The light-tackle fishing here is the best in the Caymans. Bonefish, in the shallow flats at South Hole Sound were the first attraction, but it wasn’t long before fly-fishermen discovered, in the middle of a mangrove swamp, a brackish 15-acre pond filled with small tarpon. Today those tarpon have grown (some in the 25-pound range), while even larger ones cruise the flats. The always challenging permit (that’s the name of the fish, not the license) also haunts the flats, giving anglers here a rare chance for a light tackle “grand slam” of bonefish, tarpon, and permit.

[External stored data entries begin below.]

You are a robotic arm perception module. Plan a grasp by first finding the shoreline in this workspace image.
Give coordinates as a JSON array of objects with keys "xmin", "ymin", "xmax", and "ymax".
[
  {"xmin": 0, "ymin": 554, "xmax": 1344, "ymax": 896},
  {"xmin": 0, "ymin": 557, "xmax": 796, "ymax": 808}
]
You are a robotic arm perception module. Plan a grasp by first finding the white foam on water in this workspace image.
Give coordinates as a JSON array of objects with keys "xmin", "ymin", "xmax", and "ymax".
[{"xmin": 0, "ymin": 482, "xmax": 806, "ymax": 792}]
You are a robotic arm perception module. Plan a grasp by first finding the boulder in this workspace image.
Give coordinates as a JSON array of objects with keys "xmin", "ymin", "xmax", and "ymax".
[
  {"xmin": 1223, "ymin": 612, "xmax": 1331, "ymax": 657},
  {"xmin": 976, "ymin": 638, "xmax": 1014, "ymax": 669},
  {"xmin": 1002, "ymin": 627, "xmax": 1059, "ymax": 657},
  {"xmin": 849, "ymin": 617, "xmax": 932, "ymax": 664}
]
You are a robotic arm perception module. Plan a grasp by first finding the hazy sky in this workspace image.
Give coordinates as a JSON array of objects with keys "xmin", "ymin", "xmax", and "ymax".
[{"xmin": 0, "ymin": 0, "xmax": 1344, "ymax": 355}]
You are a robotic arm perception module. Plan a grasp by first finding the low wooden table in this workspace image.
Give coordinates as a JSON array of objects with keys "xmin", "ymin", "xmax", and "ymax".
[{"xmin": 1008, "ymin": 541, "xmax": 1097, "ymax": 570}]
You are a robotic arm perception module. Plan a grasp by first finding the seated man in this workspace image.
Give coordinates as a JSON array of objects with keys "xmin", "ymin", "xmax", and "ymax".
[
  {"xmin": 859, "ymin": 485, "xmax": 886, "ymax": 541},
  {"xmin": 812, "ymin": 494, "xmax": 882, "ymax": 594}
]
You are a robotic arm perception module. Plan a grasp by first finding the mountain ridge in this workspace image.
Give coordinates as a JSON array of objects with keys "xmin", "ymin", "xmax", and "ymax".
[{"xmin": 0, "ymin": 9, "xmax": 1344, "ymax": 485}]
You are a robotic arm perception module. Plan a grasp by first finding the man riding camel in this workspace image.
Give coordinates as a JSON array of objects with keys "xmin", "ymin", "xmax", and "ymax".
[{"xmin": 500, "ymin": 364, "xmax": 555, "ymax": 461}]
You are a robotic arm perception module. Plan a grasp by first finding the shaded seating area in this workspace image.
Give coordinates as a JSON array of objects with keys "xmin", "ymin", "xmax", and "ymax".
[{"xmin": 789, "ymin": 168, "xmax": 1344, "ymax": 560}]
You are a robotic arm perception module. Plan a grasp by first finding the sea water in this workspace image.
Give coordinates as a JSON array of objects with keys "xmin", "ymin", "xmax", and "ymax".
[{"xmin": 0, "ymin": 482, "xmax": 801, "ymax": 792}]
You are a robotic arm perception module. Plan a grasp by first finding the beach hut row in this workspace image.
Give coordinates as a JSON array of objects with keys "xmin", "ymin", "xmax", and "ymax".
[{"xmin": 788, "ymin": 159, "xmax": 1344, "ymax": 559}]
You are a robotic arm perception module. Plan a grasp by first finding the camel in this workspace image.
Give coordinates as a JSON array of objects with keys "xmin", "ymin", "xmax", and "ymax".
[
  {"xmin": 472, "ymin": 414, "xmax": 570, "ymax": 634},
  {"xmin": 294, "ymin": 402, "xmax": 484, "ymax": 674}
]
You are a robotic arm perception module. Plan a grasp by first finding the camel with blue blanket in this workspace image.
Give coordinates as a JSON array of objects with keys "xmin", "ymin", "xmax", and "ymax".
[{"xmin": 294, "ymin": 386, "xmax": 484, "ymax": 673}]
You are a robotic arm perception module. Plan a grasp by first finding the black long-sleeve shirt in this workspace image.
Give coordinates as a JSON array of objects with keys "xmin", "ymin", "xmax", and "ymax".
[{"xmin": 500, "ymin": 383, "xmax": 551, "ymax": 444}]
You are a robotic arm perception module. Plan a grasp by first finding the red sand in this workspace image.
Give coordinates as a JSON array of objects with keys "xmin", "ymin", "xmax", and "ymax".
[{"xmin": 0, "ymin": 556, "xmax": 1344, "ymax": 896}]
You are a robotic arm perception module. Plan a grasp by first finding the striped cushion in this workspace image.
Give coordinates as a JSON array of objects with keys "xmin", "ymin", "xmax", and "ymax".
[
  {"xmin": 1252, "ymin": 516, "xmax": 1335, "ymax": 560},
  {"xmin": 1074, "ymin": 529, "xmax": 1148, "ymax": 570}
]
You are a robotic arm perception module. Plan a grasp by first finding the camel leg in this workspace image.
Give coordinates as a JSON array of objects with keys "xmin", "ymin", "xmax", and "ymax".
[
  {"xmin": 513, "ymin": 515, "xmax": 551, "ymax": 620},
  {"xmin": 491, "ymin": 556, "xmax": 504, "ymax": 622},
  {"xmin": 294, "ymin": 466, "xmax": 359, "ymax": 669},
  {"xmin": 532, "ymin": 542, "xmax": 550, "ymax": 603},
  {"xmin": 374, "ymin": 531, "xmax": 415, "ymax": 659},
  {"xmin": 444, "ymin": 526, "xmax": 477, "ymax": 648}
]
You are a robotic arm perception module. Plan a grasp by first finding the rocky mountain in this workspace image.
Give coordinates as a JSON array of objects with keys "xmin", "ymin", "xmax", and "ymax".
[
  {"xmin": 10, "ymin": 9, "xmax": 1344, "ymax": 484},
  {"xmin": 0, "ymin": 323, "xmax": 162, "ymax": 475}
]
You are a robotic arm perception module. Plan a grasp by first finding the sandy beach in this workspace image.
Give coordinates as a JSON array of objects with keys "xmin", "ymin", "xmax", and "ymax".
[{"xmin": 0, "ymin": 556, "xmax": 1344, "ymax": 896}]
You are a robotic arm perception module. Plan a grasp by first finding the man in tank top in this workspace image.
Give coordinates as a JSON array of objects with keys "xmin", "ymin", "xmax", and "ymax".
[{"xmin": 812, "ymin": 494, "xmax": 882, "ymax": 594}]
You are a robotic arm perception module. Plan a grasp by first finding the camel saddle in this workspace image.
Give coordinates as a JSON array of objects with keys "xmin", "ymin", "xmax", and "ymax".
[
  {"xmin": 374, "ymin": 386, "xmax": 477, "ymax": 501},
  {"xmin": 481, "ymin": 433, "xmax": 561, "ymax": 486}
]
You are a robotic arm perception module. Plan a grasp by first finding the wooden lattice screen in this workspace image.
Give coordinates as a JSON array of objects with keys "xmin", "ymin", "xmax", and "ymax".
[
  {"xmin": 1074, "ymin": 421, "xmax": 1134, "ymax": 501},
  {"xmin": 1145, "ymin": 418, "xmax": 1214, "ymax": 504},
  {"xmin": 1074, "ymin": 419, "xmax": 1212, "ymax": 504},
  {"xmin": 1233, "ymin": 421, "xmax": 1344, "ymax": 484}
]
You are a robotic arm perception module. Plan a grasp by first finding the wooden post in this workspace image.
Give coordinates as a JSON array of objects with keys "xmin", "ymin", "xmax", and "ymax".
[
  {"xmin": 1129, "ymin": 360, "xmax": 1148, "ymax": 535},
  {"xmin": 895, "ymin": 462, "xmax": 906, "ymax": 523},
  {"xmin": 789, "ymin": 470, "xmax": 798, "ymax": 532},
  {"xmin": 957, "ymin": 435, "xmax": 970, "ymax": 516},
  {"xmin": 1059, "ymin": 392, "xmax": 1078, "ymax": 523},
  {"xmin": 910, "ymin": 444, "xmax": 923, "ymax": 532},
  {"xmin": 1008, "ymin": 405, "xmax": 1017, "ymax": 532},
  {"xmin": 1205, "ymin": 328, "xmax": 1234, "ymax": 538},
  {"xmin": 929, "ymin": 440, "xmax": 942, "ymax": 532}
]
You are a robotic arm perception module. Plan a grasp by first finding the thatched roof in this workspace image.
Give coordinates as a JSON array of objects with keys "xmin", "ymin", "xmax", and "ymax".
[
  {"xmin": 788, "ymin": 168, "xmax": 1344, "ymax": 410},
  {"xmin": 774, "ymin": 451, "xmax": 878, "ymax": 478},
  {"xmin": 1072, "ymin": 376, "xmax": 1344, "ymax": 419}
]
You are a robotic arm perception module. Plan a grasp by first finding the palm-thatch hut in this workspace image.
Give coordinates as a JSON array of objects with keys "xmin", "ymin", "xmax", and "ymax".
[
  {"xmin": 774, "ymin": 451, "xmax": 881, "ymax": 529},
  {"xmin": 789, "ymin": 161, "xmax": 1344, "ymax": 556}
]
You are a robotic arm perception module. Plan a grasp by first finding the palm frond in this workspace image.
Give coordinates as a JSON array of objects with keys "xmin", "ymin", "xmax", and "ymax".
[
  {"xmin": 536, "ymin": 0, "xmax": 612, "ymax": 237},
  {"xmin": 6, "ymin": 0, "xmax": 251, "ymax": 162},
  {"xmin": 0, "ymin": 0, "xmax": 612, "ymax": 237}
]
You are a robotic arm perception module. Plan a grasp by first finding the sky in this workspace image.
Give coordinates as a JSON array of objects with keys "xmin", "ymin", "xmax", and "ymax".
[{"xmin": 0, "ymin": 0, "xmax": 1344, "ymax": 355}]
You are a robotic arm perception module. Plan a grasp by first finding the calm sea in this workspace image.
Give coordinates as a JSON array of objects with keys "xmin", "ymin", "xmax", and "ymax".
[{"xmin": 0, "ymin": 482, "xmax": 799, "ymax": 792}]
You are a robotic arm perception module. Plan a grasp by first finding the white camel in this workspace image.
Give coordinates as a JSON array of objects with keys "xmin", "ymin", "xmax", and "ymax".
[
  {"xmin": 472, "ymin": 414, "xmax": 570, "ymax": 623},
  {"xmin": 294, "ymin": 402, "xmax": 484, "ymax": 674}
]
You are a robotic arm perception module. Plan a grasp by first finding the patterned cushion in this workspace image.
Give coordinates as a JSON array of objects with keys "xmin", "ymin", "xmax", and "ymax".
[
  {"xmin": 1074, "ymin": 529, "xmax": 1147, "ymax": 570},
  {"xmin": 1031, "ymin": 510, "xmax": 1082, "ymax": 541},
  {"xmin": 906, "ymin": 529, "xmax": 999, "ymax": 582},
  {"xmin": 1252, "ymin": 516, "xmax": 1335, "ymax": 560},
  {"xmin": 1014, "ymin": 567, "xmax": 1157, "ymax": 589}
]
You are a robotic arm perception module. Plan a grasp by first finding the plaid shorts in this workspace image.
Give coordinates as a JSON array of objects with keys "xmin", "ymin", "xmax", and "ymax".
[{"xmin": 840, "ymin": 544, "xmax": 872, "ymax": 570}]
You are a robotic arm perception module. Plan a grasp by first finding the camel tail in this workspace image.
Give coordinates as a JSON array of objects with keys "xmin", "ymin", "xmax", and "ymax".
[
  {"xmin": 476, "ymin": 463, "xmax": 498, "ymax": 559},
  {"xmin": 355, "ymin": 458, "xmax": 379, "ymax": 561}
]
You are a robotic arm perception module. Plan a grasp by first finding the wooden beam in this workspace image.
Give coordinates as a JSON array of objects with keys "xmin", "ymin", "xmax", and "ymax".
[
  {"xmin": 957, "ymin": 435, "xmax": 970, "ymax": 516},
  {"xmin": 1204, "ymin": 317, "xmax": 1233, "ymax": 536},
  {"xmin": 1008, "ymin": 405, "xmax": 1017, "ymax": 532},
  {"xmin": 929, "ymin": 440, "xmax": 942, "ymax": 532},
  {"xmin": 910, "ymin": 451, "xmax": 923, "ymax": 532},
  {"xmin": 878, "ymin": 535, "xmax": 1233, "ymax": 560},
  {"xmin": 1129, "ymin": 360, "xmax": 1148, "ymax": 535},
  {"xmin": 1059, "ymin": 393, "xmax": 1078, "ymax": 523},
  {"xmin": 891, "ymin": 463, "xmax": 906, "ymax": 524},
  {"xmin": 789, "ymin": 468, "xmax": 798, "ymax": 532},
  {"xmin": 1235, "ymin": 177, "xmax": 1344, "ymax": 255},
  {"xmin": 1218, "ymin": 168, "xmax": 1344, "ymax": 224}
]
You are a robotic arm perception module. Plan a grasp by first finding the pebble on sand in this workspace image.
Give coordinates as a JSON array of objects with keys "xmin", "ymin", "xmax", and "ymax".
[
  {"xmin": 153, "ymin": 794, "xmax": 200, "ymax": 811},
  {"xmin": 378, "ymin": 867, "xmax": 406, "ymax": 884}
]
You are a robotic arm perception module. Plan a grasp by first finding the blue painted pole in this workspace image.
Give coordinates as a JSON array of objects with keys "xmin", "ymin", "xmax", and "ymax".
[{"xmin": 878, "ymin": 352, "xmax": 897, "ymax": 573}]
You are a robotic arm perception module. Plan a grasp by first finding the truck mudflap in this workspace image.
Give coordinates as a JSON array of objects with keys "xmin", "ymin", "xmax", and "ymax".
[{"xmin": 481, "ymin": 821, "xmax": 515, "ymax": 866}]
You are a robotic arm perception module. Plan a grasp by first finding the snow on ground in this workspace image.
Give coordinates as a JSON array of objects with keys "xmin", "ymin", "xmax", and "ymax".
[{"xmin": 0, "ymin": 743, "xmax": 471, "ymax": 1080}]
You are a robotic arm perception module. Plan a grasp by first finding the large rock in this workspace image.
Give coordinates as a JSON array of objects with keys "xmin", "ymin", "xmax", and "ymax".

Cayman Brac, just 6 miles from Little Cayman, is not cast from the same geographical mold as its sister islands. A limestone bluff (brac in Gaelic) dominates the eastern end of the isle, and the lighthouse there provides the best panoramic view in the Caymans. Diving here doesn’t quite match that of Little Cayman, but the wall dives and the snorkeling along the north coast are superb. And both snorkelers and scuba divers can explore the M/V Capt. Keith Tibbetts, a 330-foot naval frigate, deliberately sunk in shallow water just offshore in 1996.